James Rucker, executive director of ColorOfChange.org, served as the spokesman for the coalition, and with the aide of two other protesters, he delivered the three boxes containing the 300,000-plus petitions to Google. The Internet giant allowed the three boxes to be delivered to one of their government public policy representatives, who stressed the proposal is just a proposal -- a starting point for dialogue -- and is not the final version Google and Verizon want legislators to adopt.
Google, in a written statement as the protest was underway, said: "This is an important, complex issue that should be debated. We encourage people to share their thoughts on our joint network neutrality proposal and follow our ongoing commentary on the issue."
Google in the Spotlight
Rucker, obviously, is doing just that. Addressing the group of protesters and media, Rucker said the 300,000 petitions should send a clear message to Google that its brand and reputation are at stake.
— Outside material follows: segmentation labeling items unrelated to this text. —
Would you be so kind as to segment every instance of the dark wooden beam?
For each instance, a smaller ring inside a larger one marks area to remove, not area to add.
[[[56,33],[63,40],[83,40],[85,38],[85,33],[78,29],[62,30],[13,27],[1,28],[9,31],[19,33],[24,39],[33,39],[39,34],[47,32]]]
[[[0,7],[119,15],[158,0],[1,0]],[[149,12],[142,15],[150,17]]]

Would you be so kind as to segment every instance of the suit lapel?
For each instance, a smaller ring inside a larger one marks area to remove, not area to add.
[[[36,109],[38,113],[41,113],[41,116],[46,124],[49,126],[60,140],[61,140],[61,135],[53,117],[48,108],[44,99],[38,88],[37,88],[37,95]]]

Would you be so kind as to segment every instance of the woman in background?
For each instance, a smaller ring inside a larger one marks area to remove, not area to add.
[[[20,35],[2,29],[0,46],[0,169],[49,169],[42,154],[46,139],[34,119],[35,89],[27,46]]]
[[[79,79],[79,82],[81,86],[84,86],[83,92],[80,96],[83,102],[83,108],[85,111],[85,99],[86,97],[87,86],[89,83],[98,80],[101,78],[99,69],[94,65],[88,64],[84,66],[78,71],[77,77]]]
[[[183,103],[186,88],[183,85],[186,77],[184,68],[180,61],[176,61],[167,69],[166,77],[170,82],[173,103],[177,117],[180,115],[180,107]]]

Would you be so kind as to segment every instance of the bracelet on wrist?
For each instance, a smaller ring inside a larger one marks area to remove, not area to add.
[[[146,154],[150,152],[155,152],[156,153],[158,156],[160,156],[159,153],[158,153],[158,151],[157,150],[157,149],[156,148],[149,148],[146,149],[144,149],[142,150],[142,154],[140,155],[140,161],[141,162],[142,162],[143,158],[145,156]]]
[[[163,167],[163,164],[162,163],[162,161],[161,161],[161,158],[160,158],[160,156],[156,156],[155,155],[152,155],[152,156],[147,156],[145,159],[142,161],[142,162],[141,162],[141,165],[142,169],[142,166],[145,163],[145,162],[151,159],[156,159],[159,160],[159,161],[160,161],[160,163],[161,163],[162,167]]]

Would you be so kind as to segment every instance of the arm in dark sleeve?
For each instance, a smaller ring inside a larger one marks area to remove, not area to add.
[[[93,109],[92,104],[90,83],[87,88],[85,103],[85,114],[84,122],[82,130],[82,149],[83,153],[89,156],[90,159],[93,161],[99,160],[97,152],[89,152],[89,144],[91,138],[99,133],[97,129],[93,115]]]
He also noted that some of the people who signed the petition were Google employees.
"We're trying to do here today is prevent a second class of citizens on the Internet," Rucker said in reference to the proposal to create another set of online services that are not necessarily delivered via the Internet.
He added, however, Google and the coalition are on the same page in asserting there is currently a void on how the Internet is regulated. But that the parties have different views om how to get there.
"The problem with this proposal is that it does very good things for Google and does very good things for Verizon, but the problem is that it doesn't do very good things for the American public," Rucker said.